A moving object has a kinetic energy of 182 J and a momentum with magnitude of 27.6 kg·m/s.

(a) Determine the mass of the object.
kg
(b) Determine the speed of the object.
m/s

(1/2) m v^2 = 182

m v = 27.6 so m = 27.6/v

(1/2) (27.6/v) v^2 = 182

(1/2) (27.6) v = 182

etc

To solve this problem, we can use the formulas for kinetic energy (KE) and momentum (p).

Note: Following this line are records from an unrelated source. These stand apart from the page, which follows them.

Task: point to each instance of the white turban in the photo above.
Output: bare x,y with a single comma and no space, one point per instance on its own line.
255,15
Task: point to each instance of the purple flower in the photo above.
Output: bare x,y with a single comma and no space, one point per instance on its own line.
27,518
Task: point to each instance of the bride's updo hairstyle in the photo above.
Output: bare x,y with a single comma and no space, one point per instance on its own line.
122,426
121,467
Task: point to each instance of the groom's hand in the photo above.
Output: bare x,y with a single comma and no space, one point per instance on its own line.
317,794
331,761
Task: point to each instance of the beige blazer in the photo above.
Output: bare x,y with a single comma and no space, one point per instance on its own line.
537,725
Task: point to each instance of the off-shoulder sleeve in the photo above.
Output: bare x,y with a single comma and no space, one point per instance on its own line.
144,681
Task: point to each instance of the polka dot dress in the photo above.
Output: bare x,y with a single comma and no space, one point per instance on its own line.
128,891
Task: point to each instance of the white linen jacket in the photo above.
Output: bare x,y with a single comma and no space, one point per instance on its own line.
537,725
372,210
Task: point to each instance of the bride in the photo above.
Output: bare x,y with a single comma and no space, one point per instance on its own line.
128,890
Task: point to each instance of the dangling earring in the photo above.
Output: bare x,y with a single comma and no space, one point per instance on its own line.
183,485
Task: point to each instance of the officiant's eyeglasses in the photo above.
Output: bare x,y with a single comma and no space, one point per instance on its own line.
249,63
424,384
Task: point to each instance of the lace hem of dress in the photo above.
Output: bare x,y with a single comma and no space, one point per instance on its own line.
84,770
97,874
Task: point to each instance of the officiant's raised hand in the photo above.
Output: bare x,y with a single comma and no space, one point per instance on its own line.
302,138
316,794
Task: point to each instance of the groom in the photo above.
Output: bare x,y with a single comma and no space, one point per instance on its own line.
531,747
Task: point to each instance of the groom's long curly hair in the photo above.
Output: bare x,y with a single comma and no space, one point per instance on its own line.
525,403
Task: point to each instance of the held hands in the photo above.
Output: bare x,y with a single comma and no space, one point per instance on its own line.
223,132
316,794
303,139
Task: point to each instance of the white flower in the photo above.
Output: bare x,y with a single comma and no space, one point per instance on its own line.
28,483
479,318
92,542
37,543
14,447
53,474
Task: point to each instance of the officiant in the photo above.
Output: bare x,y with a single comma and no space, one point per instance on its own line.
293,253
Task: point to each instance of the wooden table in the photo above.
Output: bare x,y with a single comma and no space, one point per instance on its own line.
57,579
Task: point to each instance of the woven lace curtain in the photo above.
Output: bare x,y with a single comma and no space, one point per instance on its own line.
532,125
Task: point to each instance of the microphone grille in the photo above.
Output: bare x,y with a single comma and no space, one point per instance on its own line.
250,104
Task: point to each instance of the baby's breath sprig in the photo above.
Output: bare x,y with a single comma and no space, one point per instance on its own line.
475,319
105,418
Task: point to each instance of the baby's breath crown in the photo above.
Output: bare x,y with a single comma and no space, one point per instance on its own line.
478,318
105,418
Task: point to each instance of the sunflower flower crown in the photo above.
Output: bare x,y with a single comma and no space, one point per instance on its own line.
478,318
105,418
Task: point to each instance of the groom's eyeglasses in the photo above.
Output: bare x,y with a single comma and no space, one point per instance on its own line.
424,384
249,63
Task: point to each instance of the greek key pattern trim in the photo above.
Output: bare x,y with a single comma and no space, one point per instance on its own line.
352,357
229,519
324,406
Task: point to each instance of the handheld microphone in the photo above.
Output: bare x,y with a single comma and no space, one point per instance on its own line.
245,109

(a) Determine the mass of the object:
To find the mass of the object, we can use the formula for kinetic energy:
KE = (1/2)mv^2

Given that the kinetic energy is 182 J, we have:
182 J = (1/2)mv^2

Now, let's solve for mass (m):
m = (2KE) / v^2

Substituting the values we know: KE = 182 J and v is unknown, we can't determine the mass without the value of the speed.

(b) Determine the speed of the object:
To find the speed of the object, we can use the formula for momentum:
p = mv

Given that the magnitude of momentum is 27.6 kg·m/s, we have:
27.6 kg·m/s = mv

Now, let's solve for speed (v):
v = p / m

Substituting the values we know: p = 27.6 kg·m/s and m is unknown, we can't determine the speed without the value of the mass.

Therefore, without knowing either the mass or the speed of the object, we are unable to determine both the mass and the speed.